34. SLANK DAN GERAKAN SOSIAL

34. SLANK DAN GERAKAN SOSIAL

Tampilnya sebuah group Band dalam sebuah panggung politik, rasanya bukan hal baru di negeri ini. Demi menggapia impian menjadi pemimpin dan dapat mendulang popularitas, maka menggandeng para artis merupakan sebuah pilihan yang logis. Tak heran, mendekati sebuah perhelatan politik, para artis terus diburu. Memiliki artis terbaik sudah bisa menjamin kesuksesan.SLANK MEDIA

Tetapi apa yang berbeda dari Slank ketika memilih berada di balik Jokowi-JK? Apa makna besar ketika pada Sabtu 15 Juli 2014 Slank mengadakan Konser ‘2 jari’ di Gelora Bung Karno di lagi mengadakan Pesta Rakyat di Monas pada 20 Oktober? Apa rahasia di baliknya?

Tiga Periode

Mempelajari ‘riwayat’ hidup Slank, sejak berdiri Tahun 1983, kita bisa membaginya dalam tiga periode. Periode pertama, bisa disebut masa awal yang sulit, yakni 1983-1989. Grup yang cikal bakalnya dari grup bernama Cikini Stones Complex (CSC) yang dibentuk oleh Bimo Setiawan Almachzumi / Bimi Setiawan Sidharta (Bimbim).

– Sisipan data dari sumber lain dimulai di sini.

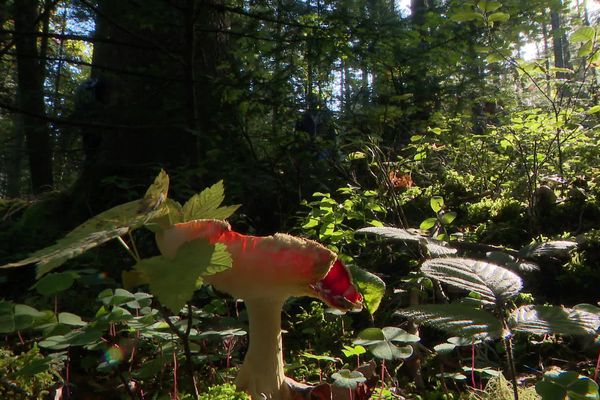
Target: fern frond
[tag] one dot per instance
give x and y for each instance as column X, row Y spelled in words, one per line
column 492, row 282
column 543, row 320
column 456, row 319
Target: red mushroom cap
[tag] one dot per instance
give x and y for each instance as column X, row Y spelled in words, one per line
column 269, row 266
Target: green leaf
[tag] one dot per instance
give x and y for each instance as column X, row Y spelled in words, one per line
column 348, row 379
column 428, row 223
column 585, row 49
column 319, row 357
column 392, row 233
column 594, row 109
column 70, row 319
column 498, row 17
column 54, row 283
column 173, row 281
column 448, row 217
column 457, row 376
column 353, row 351
column 543, row 320
column 7, row 317
column 553, row 248
column 104, row 227
column 583, row 34
column 206, row 204
column 26, row 316
column 370, row 286
column 488, row 6
column 379, row 342
column 444, row 348
column 456, row 319
column 492, row 282
column 466, row 16
column 436, row 203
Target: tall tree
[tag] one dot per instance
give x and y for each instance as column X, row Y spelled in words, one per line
column 30, row 96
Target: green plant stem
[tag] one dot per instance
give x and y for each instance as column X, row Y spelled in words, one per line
column 185, row 339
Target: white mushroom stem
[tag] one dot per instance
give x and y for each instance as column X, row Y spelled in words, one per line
column 262, row 372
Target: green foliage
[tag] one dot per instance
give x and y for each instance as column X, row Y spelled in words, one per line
column 223, row 392
column 106, row 226
column 174, row 280
column 28, row 375
column 380, row 342
column 370, row 286
column 492, row 283
column 569, row 385
column 348, row 379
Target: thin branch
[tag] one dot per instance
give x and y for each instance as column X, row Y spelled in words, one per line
column 70, row 36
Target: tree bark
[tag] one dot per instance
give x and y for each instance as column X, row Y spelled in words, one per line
column 30, row 96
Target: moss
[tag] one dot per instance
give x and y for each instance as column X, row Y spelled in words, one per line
column 223, row 392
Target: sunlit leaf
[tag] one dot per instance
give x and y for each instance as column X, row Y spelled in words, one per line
column 583, row 34
column 370, row 286
column 498, row 17
column 348, row 379
column 174, row 280
column 543, row 320
column 207, row 204
column 436, row 203
column 54, row 283
column 104, row 227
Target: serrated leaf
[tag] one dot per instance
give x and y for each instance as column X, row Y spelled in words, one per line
column 543, row 320
column 174, row 280
column 456, row 319
column 391, row 233
column 498, row 17
column 206, row 204
column 492, row 282
column 583, row 34
column 379, row 342
column 448, row 217
column 553, row 248
column 54, row 283
column 319, row 357
column 428, row 223
column 105, row 226
column 370, row 286
column 465, row 16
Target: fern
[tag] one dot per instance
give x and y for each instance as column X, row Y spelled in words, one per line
column 456, row 319
column 492, row 282
column 436, row 248
column 553, row 320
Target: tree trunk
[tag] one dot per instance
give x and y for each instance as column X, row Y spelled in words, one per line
column 165, row 115
column 30, row 96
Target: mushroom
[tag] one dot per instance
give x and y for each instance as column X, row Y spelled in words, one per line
column 266, row 271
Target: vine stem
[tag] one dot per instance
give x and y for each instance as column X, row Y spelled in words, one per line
column 511, row 365
column 597, row 368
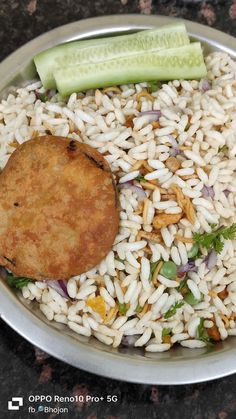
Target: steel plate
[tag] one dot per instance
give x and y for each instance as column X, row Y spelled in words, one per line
column 178, row 366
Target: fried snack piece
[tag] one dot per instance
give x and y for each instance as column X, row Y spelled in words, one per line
column 58, row 209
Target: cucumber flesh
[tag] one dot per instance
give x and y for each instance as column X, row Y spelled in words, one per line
column 185, row 62
column 98, row 50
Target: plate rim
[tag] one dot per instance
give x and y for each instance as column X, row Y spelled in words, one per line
column 49, row 339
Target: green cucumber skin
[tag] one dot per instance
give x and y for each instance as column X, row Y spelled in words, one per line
column 178, row 63
column 101, row 49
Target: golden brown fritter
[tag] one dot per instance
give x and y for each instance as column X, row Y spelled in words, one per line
column 58, row 209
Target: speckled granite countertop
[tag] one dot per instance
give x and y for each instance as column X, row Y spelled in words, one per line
column 24, row 369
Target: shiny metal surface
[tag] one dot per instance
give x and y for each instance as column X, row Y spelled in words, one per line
column 178, row 366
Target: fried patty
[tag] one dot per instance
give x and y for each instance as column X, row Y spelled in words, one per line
column 58, row 209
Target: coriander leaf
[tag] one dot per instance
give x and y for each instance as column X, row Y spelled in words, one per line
column 202, row 333
column 173, row 309
column 43, row 97
column 218, row 245
column 166, row 331
column 17, row 282
column 229, row 232
column 182, row 284
column 153, row 266
column 122, row 309
column 214, row 240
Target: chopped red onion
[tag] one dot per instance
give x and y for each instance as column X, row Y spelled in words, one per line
column 211, row 259
column 206, row 85
column 129, row 340
column 226, row 192
column 208, row 192
column 190, row 266
column 59, row 286
column 135, row 189
column 154, row 115
column 175, row 146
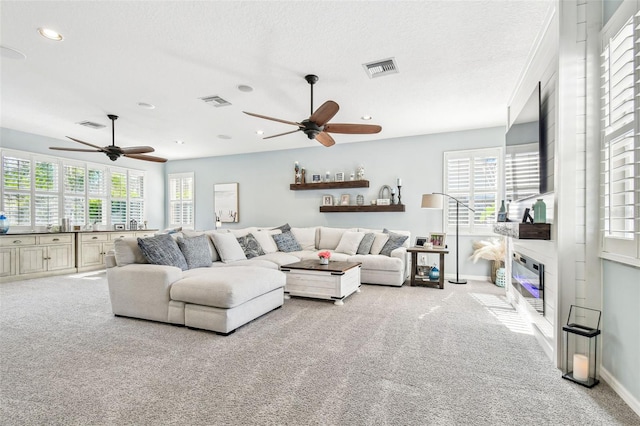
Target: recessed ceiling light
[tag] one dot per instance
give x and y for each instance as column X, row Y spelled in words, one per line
column 10, row 53
column 50, row 34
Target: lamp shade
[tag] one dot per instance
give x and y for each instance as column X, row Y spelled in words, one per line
column 432, row 201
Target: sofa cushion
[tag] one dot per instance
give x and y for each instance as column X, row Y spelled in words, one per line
column 306, row 237
column 366, row 243
column 226, row 287
column 394, row 241
column 379, row 242
column 250, row 246
column 162, row 250
column 266, row 242
column 228, row 247
column 195, row 251
column 350, row 242
column 126, row 251
column 286, row 242
column 330, row 237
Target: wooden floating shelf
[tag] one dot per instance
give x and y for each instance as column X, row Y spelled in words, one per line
column 362, row 209
column 329, row 185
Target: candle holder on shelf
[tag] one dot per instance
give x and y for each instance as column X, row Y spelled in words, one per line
column 583, row 323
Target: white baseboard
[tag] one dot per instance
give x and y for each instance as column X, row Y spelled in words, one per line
column 620, row 390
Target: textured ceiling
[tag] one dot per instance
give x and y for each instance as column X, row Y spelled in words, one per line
column 459, row 61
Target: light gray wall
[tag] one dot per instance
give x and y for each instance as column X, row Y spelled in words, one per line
column 266, row 200
column 13, row 139
column 621, row 324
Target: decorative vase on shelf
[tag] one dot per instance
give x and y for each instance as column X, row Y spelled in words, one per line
column 540, row 212
column 4, row 224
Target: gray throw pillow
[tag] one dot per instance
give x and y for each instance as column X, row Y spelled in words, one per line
column 394, row 241
column 284, row 228
column 250, row 246
column 195, row 251
column 286, row 242
column 162, row 250
column 366, row 243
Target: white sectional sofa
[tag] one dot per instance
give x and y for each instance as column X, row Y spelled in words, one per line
column 230, row 280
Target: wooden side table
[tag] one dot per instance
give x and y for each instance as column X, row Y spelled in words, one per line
column 417, row 280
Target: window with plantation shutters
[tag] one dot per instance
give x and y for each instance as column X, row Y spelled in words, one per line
column 37, row 191
column 181, row 200
column 620, row 156
column 473, row 178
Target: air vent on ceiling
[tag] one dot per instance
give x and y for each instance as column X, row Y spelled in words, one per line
column 216, row 101
column 91, row 124
column 380, row 68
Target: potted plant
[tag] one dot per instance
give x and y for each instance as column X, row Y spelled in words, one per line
column 493, row 250
column 324, row 257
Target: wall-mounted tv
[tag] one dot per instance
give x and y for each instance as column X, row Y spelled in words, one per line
column 526, row 151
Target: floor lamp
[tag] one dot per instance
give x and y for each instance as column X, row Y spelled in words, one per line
column 434, row 201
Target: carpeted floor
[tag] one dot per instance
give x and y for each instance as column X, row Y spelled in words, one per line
column 397, row 356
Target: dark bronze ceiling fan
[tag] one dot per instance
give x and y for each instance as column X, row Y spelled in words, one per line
column 317, row 126
column 114, row 152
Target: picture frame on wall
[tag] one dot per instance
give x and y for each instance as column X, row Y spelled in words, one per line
column 438, row 239
column 327, row 200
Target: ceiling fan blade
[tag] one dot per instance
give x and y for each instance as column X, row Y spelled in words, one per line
column 352, row 128
column 75, row 149
column 137, row 150
column 324, row 113
column 274, row 119
column 325, row 139
column 282, row 134
column 146, row 158
column 86, row 143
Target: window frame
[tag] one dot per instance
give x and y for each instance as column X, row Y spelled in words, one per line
column 475, row 227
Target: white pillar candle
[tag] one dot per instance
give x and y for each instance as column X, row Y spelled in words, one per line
column 580, row 367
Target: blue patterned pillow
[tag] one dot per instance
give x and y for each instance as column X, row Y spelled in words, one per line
column 250, row 246
column 162, row 250
column 394, row 241
column 286, row 242
column 366, row 243
column 195, row 251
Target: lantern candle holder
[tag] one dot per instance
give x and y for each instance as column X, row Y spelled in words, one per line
column 584, row 325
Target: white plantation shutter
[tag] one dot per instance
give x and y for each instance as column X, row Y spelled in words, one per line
column 473, row 178
column 181, row 200
column 620, row 157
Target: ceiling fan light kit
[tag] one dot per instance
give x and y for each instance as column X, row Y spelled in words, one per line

Tidak ada ideal selain menyanyikan lagu-lagu Rolling Stones dan tidak menyanyikan lagu lagi. Dengan gaya yang mirip akhirnya kebosanan begitu cepat menghantui. Dari sana Bimbim mengajak saudaranya Denny dan Erwan untuk menginisiasi Slank bersama tambahan Bongky (guitar) dan Kiki (guitar).

Ada nuansa baru karena mereka mulai lebih kreatif dengan menyanyikan lagu-lagu gubahan sendiri. Tetapi penampilan mereka yang ‘slenge’an’, alias sedikit seleboran, biasa saja dan begitu biasa’, tidak saja memunculkan kebosanan pendengar, tetapi bahkan secara internal. Erwan memilih mengundurkan diri karena tidak ada harapan untuk tetap ‘eksis’ dalam grup ini.

Masa sulit tidak dilihat secara negatif oleh personil lainnya. Mereka justeru terus berusaha hingga tahun 1990 grup yang berjenis “Rock- Blues” masuk dapur rekaman dan mengantar mereka pada periode kedua yang menakjubkan (1990-1999). Mereka tidak saja melahirkan Album perdana: Suit…Suit….He….He….(Gadis Sexy) yang sanggup menarik perhatian dari dominasi atas lagu-lagu Malaysia (seperti Issabela), tetapi membangkitkan animo musik Indonesia.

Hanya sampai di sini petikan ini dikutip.